478. Moreover, the Committee has also held that where the right to strike is restricted or prohibited in certain essential undertakings or services, adequate protection should be given to the workers to compensate for the limitation thereby placed on their freedom of action with regard to disputes affecting such undertakings and services. As regards the nature of appropriate guarantees in cases where restrictions are placed on the right to strike in essential services and the public service, restrictions on the right to strike should be accompanied by adequate, impartial and speedy conciliation and arbitration proceedings in which the parties concerned can take part at every stage and in which the awards, once made, are fully and promptly implemented [see Digest, op. cit., paras. 546 and 547].
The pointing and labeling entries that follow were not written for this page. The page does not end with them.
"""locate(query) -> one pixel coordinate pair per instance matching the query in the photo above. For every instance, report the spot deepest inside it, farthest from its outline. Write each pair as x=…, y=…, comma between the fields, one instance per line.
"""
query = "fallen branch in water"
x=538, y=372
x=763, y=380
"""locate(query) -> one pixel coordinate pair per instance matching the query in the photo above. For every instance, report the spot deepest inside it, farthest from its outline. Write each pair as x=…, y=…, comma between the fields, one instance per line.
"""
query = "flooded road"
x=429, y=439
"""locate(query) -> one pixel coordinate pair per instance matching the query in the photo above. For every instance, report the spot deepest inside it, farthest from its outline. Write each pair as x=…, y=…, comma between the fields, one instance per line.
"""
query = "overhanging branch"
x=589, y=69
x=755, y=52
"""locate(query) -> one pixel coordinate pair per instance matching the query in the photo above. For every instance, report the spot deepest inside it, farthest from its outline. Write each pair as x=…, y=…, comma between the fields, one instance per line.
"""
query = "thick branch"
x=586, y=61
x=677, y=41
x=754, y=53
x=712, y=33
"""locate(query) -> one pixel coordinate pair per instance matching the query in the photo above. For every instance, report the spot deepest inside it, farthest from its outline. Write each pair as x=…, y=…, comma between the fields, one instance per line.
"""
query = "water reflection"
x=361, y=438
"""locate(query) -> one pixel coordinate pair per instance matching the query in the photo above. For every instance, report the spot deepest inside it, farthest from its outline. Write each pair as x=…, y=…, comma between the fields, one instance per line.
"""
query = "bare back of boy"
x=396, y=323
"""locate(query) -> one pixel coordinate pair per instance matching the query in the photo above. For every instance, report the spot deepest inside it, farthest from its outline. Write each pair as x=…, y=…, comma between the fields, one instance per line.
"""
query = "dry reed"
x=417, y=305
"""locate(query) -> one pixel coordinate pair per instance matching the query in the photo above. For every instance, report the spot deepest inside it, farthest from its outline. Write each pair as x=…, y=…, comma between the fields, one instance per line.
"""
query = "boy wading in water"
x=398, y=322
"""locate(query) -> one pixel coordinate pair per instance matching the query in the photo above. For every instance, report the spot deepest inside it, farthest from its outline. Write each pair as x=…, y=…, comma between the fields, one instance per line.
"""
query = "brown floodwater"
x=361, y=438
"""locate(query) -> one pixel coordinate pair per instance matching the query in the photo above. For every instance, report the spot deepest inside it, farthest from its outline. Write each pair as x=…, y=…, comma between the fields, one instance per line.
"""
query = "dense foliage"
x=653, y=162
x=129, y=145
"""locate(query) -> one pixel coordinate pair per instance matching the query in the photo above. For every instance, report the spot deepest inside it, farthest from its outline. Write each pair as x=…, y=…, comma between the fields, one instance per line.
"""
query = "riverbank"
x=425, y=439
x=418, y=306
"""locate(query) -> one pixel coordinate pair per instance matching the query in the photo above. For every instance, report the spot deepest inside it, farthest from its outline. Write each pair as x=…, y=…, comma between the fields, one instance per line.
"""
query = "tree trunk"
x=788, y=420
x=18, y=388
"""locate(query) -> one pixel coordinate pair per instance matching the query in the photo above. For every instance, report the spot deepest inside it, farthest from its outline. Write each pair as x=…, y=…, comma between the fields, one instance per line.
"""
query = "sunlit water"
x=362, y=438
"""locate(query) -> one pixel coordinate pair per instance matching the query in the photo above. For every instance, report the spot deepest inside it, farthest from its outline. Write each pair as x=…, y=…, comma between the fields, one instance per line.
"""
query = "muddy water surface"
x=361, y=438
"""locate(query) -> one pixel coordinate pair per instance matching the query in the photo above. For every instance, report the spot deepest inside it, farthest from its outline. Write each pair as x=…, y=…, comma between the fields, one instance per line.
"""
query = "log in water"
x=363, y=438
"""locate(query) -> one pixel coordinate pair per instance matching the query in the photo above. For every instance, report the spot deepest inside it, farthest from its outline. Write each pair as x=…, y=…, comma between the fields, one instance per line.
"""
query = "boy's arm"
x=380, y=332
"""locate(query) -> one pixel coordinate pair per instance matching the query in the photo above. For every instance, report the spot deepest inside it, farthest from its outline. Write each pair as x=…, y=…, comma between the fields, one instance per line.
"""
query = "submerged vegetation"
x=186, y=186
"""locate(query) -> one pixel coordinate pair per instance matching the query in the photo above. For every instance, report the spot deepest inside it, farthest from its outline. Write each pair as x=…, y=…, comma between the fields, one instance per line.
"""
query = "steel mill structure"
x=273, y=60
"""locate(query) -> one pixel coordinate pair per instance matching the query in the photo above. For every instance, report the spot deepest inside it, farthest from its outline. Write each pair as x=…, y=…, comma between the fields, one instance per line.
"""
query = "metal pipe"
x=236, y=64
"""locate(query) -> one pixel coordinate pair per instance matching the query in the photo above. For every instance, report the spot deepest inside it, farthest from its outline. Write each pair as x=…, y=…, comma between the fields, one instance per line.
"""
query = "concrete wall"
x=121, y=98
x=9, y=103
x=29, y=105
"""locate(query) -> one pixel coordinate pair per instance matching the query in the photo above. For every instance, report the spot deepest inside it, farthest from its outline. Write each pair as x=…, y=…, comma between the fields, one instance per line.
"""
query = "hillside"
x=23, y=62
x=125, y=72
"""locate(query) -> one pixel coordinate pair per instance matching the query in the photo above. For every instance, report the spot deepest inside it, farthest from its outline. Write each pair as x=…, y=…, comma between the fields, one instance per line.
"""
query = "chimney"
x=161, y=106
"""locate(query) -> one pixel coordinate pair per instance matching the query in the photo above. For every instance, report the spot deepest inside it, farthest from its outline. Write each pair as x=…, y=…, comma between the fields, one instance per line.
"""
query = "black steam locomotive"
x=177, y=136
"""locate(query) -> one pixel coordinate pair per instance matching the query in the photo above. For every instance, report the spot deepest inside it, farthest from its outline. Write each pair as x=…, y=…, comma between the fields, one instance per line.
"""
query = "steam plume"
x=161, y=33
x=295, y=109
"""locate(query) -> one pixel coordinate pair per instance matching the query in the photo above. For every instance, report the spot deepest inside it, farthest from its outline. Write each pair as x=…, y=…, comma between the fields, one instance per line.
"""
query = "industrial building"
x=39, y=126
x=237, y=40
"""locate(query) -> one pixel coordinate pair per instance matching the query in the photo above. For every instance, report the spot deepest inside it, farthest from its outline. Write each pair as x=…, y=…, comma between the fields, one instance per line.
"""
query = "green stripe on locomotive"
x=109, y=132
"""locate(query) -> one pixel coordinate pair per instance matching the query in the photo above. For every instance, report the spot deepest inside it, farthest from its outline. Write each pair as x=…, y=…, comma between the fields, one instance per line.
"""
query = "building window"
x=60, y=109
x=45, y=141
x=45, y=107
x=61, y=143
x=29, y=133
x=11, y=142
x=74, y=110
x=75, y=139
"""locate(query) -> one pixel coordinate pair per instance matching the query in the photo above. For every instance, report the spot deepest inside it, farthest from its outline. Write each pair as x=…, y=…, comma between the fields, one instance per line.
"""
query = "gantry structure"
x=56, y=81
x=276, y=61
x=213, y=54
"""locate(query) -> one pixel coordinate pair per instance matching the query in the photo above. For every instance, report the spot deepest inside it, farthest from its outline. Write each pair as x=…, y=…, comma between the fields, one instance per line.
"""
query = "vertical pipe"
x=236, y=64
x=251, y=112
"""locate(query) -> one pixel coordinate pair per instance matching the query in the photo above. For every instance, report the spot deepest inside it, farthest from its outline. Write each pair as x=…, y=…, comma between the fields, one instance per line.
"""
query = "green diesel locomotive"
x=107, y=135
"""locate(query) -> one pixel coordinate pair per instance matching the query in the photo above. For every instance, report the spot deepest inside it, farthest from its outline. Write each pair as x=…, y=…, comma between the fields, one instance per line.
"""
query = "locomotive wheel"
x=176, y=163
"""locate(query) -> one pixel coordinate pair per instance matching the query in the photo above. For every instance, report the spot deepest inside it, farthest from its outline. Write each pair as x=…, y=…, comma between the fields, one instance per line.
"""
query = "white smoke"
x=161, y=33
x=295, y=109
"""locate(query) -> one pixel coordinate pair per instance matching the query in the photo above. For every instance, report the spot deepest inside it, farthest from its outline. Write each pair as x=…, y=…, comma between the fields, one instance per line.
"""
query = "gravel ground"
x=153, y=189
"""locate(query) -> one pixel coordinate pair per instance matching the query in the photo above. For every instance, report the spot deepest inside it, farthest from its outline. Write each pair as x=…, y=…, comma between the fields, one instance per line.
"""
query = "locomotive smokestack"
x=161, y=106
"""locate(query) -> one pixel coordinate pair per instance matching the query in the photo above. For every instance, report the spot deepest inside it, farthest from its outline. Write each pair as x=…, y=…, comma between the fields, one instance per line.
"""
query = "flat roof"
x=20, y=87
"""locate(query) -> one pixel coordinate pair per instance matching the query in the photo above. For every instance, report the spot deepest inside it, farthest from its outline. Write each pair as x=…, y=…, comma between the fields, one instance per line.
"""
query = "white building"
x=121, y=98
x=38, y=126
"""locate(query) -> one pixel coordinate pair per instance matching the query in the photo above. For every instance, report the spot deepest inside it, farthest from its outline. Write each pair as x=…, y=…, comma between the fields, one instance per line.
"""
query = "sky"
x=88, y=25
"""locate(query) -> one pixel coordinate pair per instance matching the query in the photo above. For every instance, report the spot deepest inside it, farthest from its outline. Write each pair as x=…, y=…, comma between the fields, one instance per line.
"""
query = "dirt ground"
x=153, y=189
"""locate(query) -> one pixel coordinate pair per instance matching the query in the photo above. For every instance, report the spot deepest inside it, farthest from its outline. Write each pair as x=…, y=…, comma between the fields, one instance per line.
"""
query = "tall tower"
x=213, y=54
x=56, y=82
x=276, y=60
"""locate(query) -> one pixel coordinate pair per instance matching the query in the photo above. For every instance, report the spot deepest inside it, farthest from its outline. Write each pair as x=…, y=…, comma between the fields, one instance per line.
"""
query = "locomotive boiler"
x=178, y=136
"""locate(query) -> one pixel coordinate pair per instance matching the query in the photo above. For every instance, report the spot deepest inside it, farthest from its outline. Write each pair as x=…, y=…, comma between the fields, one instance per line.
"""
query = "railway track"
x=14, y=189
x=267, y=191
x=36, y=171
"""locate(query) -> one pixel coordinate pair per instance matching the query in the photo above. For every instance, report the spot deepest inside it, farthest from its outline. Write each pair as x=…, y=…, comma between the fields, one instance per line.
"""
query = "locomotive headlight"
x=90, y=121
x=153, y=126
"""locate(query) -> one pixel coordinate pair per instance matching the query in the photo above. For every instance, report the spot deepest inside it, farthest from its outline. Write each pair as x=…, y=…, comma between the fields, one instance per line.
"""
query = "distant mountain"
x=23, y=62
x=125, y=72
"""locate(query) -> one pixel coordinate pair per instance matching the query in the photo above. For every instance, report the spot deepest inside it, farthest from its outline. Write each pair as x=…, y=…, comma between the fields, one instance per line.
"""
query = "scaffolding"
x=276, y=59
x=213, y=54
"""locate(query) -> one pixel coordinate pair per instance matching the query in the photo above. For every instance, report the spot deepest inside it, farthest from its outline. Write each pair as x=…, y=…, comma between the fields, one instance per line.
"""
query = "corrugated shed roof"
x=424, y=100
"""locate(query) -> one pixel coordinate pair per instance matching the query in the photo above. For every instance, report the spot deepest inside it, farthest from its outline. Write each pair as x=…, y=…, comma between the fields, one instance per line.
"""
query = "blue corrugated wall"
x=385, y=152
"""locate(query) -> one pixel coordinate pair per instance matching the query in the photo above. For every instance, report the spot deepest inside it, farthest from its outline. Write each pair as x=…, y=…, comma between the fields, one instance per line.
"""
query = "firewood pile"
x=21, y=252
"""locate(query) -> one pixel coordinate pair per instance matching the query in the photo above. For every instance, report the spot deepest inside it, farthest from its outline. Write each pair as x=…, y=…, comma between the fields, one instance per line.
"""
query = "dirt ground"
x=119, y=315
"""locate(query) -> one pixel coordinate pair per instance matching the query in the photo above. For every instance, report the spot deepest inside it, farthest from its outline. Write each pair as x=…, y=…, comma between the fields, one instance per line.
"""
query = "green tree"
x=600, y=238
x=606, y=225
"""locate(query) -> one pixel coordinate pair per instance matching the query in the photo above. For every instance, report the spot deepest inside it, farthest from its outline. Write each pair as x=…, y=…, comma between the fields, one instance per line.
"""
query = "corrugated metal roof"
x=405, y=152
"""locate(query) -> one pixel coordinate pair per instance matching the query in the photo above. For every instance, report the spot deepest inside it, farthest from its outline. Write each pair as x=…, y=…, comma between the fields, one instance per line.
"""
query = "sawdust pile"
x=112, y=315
479. In this case, the Committee notes that the National Personnel Authority (NPA) was set up to compensate for the prohibition on the right to strike of public servants and that it is primarily responsible for taking administrative measures relating to wages and all other working conditions of public servants including hospital employees. Moreover, the Committee notes that further to the JNHWU's demand for certain administrative measures to be taken relating to the night duty of nursing personnel, the NPA issued a decision thereon on 24 May 1965. The Committee notes, however, that the NPA decision was still not implemented in November 1991 despite several requests to this effect from the complainant and other parties to the Ministry of Health and Welfare. According to the complainant, it was the refusal of the Health Ministry to take concrete measures to implement the NPA decision which drove it to undertake strike action in 1991. The Government, for its part, acknowledges that despite its utmost efforts to speed up matters, the Ministry of Health and Welfare was able to implement the NPA decision only in 1996. The Committee observes that it has already examined the issue of the non-implementation of the NPA's recommendations in a previous case concerning Japan [see 222nd Report (Case No. 1165), paras. 153-169],and that this issue has also been raised by the Committee of Experts in several observations, including those of 1983, 1984, 1985 and 1987 [see reports of the Committee of Experts on the Application of Conventions and Recommendations, Report III, Part 4A of 1983, 1984, 1985 and 1987]. The Committee therefore would reiterate its previous recommendation pertaining to this issue; it expresses the firm hope that future recommendations of the NPA will be fully and promptly implemented, thereby ensuring to the public employees concerned a measure of compensation for the restrictions placed on their trade union rights as regards collective bargaining and the right to strike.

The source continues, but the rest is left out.